When nothing works, can still use this as an opportunity to learn to accept bad things and practice humility.

III. Will

[bq] “Will is our internal power, which can never be affected by the outside world. It is our final trump card.”

[bq] “True will is quiet, humility, resilience, and flexibility.”

Lincoln’s favorite saying: “This too shall pass.”

[NFW] Unbeknownst to most, Lincoln suffered from severe depression his entire life. This quote applies in almost all situations. Obviously in bad, but in good it’s a reminder to fully appreciate the moment and not take it for granted.

Will is different from action. Action can be restricted. Our will is within us and can never be restricted except by ourselves.

Many think they are born with their particular weaknesses and that’s it. But some few (e.g. sickly child Roosevelt) work to overcome and eliminate those weaknesses.

Physical exercise toughens the mind and vice versa. (“mens sana in corpore sano”, sound mind in a strong body)

Stoics call it “Inner Citadel” [NFW: Good title], the fortress within us that nothing from the outside can perturb. It’s not there from the beginning, we have to build it and reinforce it constantly.
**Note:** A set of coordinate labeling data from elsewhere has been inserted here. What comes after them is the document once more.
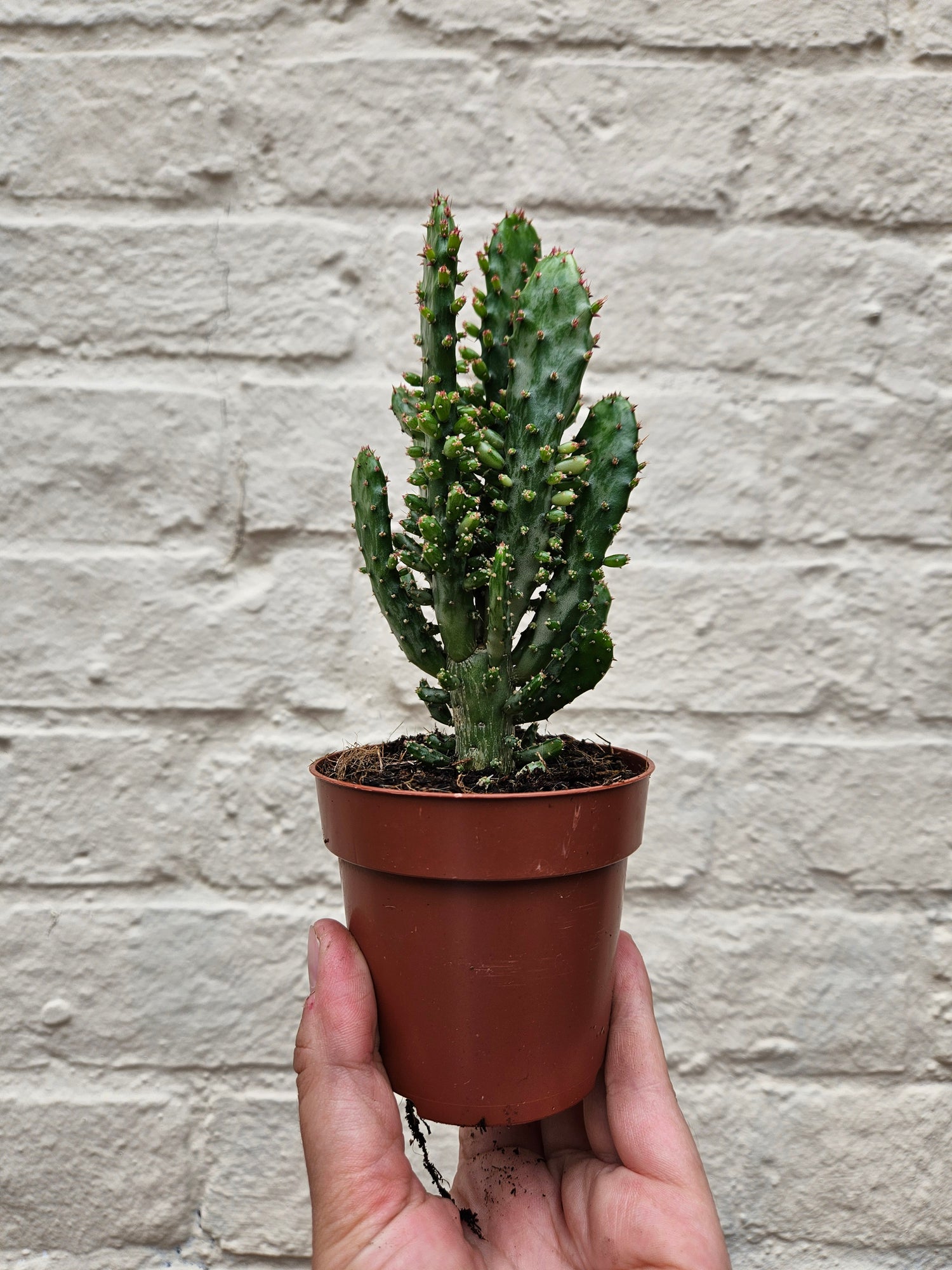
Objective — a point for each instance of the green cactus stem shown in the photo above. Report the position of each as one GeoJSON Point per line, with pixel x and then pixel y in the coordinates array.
{"type": "Point", "coordinates": [513, 507]}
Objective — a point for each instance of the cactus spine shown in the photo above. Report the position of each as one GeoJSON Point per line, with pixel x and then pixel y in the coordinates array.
{"type": "Point", "coordinates": [513, 506]}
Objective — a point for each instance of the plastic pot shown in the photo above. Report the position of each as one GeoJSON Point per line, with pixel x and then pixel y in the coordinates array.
{"type": "Point", "coordinates": [489, 923]}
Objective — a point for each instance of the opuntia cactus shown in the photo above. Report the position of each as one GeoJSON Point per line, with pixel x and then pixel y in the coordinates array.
{"type": "Point", "coordinates": [513, 506]}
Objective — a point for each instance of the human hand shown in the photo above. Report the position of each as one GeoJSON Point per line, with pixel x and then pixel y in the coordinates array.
{"type": "Point", "coordinates": [614, 1184]}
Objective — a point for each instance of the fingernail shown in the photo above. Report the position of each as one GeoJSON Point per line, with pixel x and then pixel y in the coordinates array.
{"type": "Point", "coordinates": [314, 952]}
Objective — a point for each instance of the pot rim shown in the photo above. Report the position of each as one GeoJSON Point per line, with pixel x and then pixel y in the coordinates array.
{"type": "Point", "coordinates": [486, 798]}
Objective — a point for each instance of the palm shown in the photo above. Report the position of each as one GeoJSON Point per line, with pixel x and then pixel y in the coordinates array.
{"type": "Point", "coordinates": [612, 1183]}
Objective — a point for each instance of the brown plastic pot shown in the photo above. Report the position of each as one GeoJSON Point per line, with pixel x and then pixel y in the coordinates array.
{"type": "Point", "coordinates": [489, 923]}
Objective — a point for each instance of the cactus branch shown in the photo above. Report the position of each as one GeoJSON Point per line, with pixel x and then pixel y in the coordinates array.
{"type": "Point", "coordinates": [512, 514]}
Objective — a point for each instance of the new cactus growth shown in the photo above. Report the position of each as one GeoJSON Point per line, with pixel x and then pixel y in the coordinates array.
{"type": "Point", "coordinates": [513, 507]}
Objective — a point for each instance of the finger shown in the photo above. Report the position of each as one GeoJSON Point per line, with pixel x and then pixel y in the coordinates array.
{"type": "Point", "coordinates": [564, 1133]}
{"type": "Point", "coordinates": [480, 1142]}
{"type": "Point", "coordinates": [597, 1128]}
{"type": "Point", "coordinates": [647, 1125]}
{"type": "Point", "coordinates": [350, 1121]}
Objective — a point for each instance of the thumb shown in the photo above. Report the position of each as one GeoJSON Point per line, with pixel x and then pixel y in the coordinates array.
{"type": "Point", "coordinates": [354, 1140]}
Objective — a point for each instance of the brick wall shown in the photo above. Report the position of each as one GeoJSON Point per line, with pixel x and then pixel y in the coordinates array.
{"type": "Point", "coordinates": [209, 219]}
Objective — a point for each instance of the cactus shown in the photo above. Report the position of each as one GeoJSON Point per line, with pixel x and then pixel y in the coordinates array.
{"type": "Point", "coordinates": [513, 506]}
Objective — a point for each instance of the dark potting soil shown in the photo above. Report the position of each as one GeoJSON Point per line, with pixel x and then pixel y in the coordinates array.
{"type": "Point", "coordinates": [417, 1125]}
{"type": "Point", "coordinates": [579, 765]}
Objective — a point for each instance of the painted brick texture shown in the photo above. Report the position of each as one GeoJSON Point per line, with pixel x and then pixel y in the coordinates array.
{"type": "Point", "coordinates": [209, 224]}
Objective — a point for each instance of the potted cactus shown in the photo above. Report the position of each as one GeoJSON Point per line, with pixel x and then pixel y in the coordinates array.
{"type": "Point", "coordinates": [487, 892]}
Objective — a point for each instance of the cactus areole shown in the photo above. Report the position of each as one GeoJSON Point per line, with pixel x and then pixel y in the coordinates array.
{"type": "Point", "coordinates": [515, 502]}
Use a “premortem” to anticipate failure, e.g. in a given project and then run through what that would mean and how it could be fixed. Many things fail for preventable reasons, and often we also have no backup plans and get caught off guard by failure, because they never imagines their perfect plan could fail.

[q] “If you’re not humble, life will visit humbleness upon you.”
- Mike Tyson

Stoic term: premeditatio malorum (premeditation of evils)

Sometimes the only answer will be “It will suck but we’ll be okay”

[bq] “Prepared for failure, ready for success.”

Stoics: Art of Acquiescence: If something is outside of your control, there is no point worrying about it. Just accept it and move on.

This is not giving up! It’s focusing on things we can actually influence and not be distracted by useless anger or fear or trying to change the unchangeable.

[q] “My formula for greatness in a human being is amor fati: that one wants nothing to be different, not forward, not backward, not in all eternity. Not merely bear what is necessary, still less conceal it… but love it!”
- Friedrich Nietzsche

Edisons reaction when a blaze was destroying his research facilities: To his son: “Go get your mother and call her friends. They’ll never see a fire like this one again.” Calms his son. “It’s all right, We’ve just got rid of a lot of rubbish.”

Perfect response. Weeping or being angry wouldn’t have accomplished anything.

Face even disaster with cheerfulness.

[NFW: From the outside laughing or being cheerful in the face of disaster might be seen as crazy, but if you think about it objectively, what better response could there be? Panic or anger won’t avoid the disaster. Cheerfulness is forward looking, preparing for action with a positive spirit.]

Beyond persistence, which concerns single problems, we also need perseverance! The long game.

[bq] “Persistance is an action. Perseverance is a matter of will. One is energy, The other, endurance."

Should think beyond ourselves. In a bad situation which we can’t improve, should at least ask how we can use it for the benefit of others.

Memento Mori! Forget how short and fragile our life is. But awareness of death can be incredible motivator and puts things into perspective. Helps not to obsess over trivialities and treat our time as a gift.

Death is most universal of obstacles. Can still use if for the good.

More accomplishments —> More obstacles. But our perception changes, and obstacles become easier, even enjoyable.

[bq] “Excited, cheerful, and eagerly anticipating the next round.”

Latin saying: Vires acquisit eundo. “We gather strength as we go."